„Der Astronaut“ schwebt zwischen zwei Welten
Mittelschullehrer und Molekularbiologe Ryland Grace (Ryan Gosling) gerät fast zufällig in das Projekt „Hail Mary“. Dessen Ziel ist nichts weniger als die Rettung der Menschheit: Außerirdische Mikroorganismen drohen, die Sonne zu verdunkeln. Eva Stratt (Sandra Hüller) von der Europäischen Weltraumorganisation erklärt dem überforderten Wissenschaftler, dass nur eine elf Jahre dauernde Reise zu einem Stern, der der Bedrohung standhält, die Entwicklung einer Lösung ermöglichen könne. Nachdem einiges nicht nach Plan verlaufen ist, findet sich Grace auf sich gestellt im All wieder, wo er sich als unfreiwilliger Held beweisen muss. Dabei stellt er fest, dass er nicht allein ist.
„Dark Star“, „Moon“, „Spaceman“, natürlich „Der Marsianer“ – die Liste der Science-Fiction-Robinsonaden, in die sich „Der Astronaut – Project Hail Mary“ einreiht, ist lang und bietet einiges an Sehenswertem. Mit dem Letztgenannten teilt der Film sich den Autor der Buchvorlage: Beide sind nach Romanen von Andy Weir entstanden. Wo der „Marsianer“ aber eher vergleichsweise realistisch den Überlebenskampf des Protagonisten zeigt, schwebt der „Astronaut“ eindeutig in phantastischen Sphären.
Und dabei zwischen zwei Welten, denn zum einen wird die Geschichte vom Kampf gegen die Apokalypse vergleichsweise locker und leicht erzählt.

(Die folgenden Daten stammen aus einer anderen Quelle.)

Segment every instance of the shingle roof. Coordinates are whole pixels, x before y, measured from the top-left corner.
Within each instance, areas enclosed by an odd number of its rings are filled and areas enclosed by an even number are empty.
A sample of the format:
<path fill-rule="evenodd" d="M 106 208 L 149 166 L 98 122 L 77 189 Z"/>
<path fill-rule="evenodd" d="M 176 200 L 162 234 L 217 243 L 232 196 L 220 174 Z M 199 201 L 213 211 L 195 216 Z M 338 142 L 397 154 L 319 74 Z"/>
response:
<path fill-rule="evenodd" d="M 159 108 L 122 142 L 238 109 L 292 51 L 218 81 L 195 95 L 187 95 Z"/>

Grace überspielt Angst, Sorge und Einsamkeit mit lustigen Sprüchen und spätestens beim Auftauchen des Aliens (das schon im Trailer zu sehen ist), wird das Ganze zu einer Art Buddy-Komödie vor ernstem Hintergrund. Zum anderen zeigt vor allem Sandra Hüller, die erfreulicherweise in Hollywood angekommen ist, wie man die Story auch erzählen könnte. Nämlich als Drama, mit entsprechender Gravitas, als Psychogramm jener Menschen, die verzweifelt versuchen, alles Leben auf der Erde zu retten. Zwischen den Zeilen – also den Momenten der Familienunterhaltung – wird deutlich, dass auch Stratt im Grunde einsam ist und statt Humor eher eine gewisse Kälte als Maske trägt.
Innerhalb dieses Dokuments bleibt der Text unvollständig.